From Newser, the Black Tie yacht drunks are back and still after your rights, peasant:
(Newser) – The push for stricter gun laws might not be quite so dead after all in the Senate. The New York Times reports that efforts are “quietly” underway to get something done on background checks and illegal trafficking. Joe Manchin and Pat Toomey, the co-sponsors of the background-check bill that got yanked last week, say they have been talking to colleagues to get rid of some objectionable loopholes. One potential compromise would allow a person who lives in a rural area to sell a weapon to someone without having to find a sporting goods store to facilitate.
So they’re admitting that they’re targeting “urban” people? At least they’re getting more honest about their racism.
Looks like that’ll be a 14th Amendment violation for lack of equal protection under the law.

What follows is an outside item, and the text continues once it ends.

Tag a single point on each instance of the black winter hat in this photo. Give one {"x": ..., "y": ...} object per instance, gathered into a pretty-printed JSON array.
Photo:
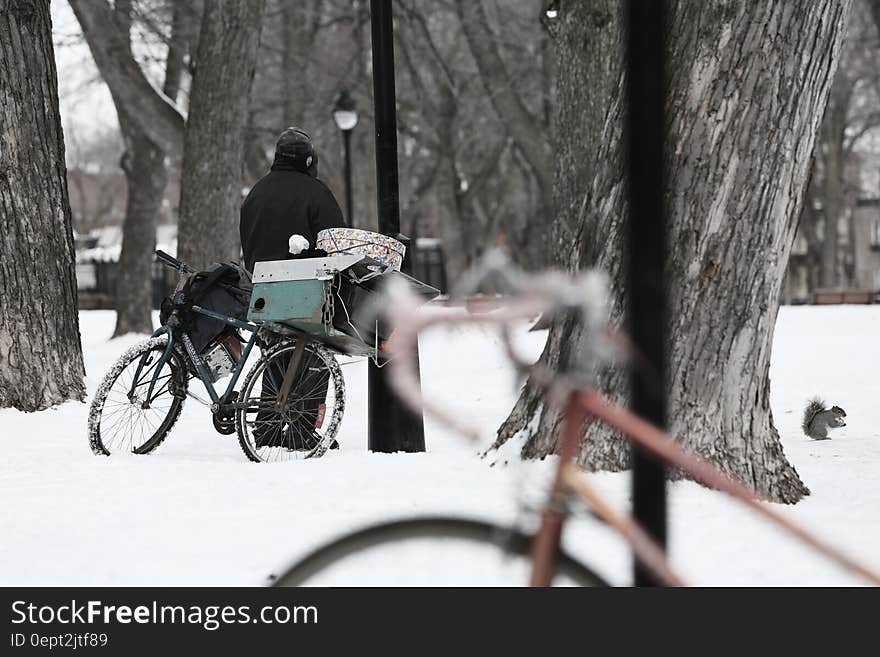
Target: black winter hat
[{"x": 296, "y": 145}]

A separate initiative to crack down on illegal trafficking, which includes buying a weapon for someone who can’t legally own one, is being spearheaded by Democrat Kirsten Gillibrand and Republicans Kelly Ayotte and Chuck Grassley.
That last name is very interesting. Chuck Grassley has been the spearhead of the senate move against Obama’s Fast and Furious program wherein the ATF gave guns to the Mexican narcoterrorist cartels. He’s well aware of how anti-gun this administration is, he’s seen how the Department of Justice has held back and said nothing about Fast and Furious, and he’s well aware of the violent hatred of the Constitution demonstrated by this adminstration when it used the ATF to undermine the Second Amendment in order to push for gun control and oppression of citizens. He’s very knowledgeable on the subject.
The story notes this at the end:
Gun-control supporters are working on a national campaign to put pressure on those in the “no” camp.
Yup. They never stop. Ever. They have a need to destroy your rights. It’s what they do, it’s all they do, and they will never, ever stop until they have their boot stamping on a human face forever.